Published Apr 22, 2026
Scaling CouchDB to 1 Million Requests Per Minute (Part 1)
A post where I detail the different challenges I've faced while scaling CouchDB.
I had the fortunate experience to solve reliability issues related to CouchDB. Where I’m working, it’s built into our core product which is the POS system itself. Under the hood, it’s basically a version of CouchDB rewritten in Dart — it’s open source btw.
I want to share some lessons I’ve learned while trying to scale CouchDB to reach 1 million requests per minute.
Overcoming EMFILE Error
We deployed CouchDB in EKS. This helps to easily upscale the nodes or downscale depending on the workload usage. For a database, that usually happens as the company grows.
But day 0 configurations often don’t hold up. Cracks will appear and in our case it was the EMFILE error.

When the issue surfaced, our CouchDB started to lock up and latency was high. At the time, the hosted node was of type m7g.12xlarge so it had around 48vCPU—but how come it reported over 60 vCPU? At this point the database consumers was waiting for a response from CouchDB. Rather than waiting for it to recover, our kubernetes liveness probe initiated a restart for the affected pods. The degradation lasts around 10-15 minutes.
Other correlated metrics that we saw was the OS file descriptor and database opened metrics—there was a cutoff in the graph during the event.

What really nailed down the investigation was the following logs:
{{case_clause,{error,emfile}},[{mem3_rep,go,1,[{file,"src/mem3_rep.erl"},{line,108}]},{mem3_sync,'-start_push_replication/1-fun-0-',2,[{file,"src/mem3_sync.erl"},{line,239}]}]}
[error] 2026-01-02T12:11:26.035407Z couchdb@XXX <XXX.XXX.XXX> -------- Could not open file ./data/shards/XXX-XXX/XXXX.couch: too many open files
EMFILE coupled with too many open files was enough for us to get an answer. When we check back our deployment configuration, we found that:
couchdbConfig:
couchdb:
max_dbs_open: 100000
In CouchDB, documents can be stored within a named database. After opening a database to read/write a document, it can hold on to it so subsequent operations don’t require further internal lookups, putting less strain on the database.
Here we see that the previous value set was 100k. And when we run the following:
-> ulimit -n
65536
Here is a breakdown of what that means:
-
ulimit (User Limit): This is a shell built-in command used to view or restrict the system resources available to the current shell and any processes started by it.
-
-n (Number): This specific flag targets the limit for open file descriptors.
The issue was that CouchDB operated as if it can hold onto 100k databases at once. And in Linux, everything is a file. This assumes the process could support 100k file descriptor and then some.

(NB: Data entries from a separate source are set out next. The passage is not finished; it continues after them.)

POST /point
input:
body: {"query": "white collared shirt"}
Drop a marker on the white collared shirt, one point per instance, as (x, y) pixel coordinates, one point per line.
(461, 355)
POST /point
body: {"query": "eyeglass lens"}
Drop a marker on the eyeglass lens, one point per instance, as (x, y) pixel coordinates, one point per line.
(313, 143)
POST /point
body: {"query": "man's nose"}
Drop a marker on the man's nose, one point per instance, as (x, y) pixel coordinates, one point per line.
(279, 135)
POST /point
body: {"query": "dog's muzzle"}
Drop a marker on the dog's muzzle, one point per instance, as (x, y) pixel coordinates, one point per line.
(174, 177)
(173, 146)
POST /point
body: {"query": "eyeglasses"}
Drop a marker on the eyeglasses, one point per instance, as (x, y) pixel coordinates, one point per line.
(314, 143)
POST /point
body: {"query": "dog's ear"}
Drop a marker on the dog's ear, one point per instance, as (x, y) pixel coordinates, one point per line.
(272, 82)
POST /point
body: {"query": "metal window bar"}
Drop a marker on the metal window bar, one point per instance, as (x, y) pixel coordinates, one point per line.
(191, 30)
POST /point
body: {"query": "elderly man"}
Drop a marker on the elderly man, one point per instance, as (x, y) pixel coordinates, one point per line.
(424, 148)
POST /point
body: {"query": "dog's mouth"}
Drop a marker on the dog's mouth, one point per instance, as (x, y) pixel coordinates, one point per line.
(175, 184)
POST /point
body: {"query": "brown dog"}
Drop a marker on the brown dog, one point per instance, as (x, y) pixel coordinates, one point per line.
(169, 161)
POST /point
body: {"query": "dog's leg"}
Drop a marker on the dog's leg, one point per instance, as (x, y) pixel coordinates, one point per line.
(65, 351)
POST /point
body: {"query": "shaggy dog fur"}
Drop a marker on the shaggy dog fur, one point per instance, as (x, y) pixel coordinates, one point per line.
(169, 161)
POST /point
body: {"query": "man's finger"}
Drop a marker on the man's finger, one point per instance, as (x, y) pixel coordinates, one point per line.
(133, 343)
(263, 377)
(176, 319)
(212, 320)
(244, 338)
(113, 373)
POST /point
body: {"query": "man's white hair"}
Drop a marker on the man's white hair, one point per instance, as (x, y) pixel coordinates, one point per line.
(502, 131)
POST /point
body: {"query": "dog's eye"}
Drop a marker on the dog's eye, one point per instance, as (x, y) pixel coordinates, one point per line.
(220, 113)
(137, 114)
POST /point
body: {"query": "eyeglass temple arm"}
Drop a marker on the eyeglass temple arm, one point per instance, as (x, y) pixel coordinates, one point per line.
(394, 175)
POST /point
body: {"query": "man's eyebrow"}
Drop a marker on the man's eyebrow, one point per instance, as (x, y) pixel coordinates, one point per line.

One thing about CouchDB is that it’s written in erlang. Under the hood, it implements the actor model. Every request entering CouchDB get its own “actor”, which also separately gets its own “mailbox” that it listen to and executes from. Fundamentally, it’s a concurrency paradigm native to Erlang.
The CPU metrics were using the following:
rate(container_cpu_usage_seconds_total)
It is taking a counter (total CPU seconds used) and calculating the rate of change over a small window of time (e.g., 1 minute).
So when the process was over the 65536 threshold:
-
The actor receives the EMFILE error. Because actors don’t handle catastrophic system errors, the actor immediately dies.
-
The Supervisor actor sees its worker just died. Its programmed job is to ensure the work gets done, so it instantly spawns a replacement actor to try the task again.
-
The new actor immediately tries to open the socket. The ulimit is still maxed out. The kernel rejects it. The new actor dies.
The CouchDB Erlang VM is now spawning, crashing, and garbage-collecting thousands of actors per millisecond.
Because the spike was so sudden and aggressive, the rate() function mathematically extrapolated that extremely steep slope. It went beyond the physical 48vCPU and calculated the over 60vCPU
Fix
So to prevent this from happening again:
- we raised the
ulimit -nthreshold to 100k via the container args by running
ulimit -n 100000 && exec /docker-entrypoint.sh couchdb
-
Lowered the
max_dbs_openfrom the previously set 100,000 value. -
Monitoring dashboard and automated alerts for the file descriptor utilization against the newly set
ulimit -n
Conclusion
It took me a while to understand how to maintain and make CouchDB reliable.
I’ve been burned by incorrect analysis and also investigations that led to nowhere. The one unlock I had was realizing how useful it was for me to use AI to learn how Erlang works internally—even diving into the codebase for me to understand the different code paths.
I hope this helps. This is only part 1 so I’ll definitely post more. Part 2 will be about how I used AI to export additional CouchDB metrics that weren’t available in other existing OSS solutions.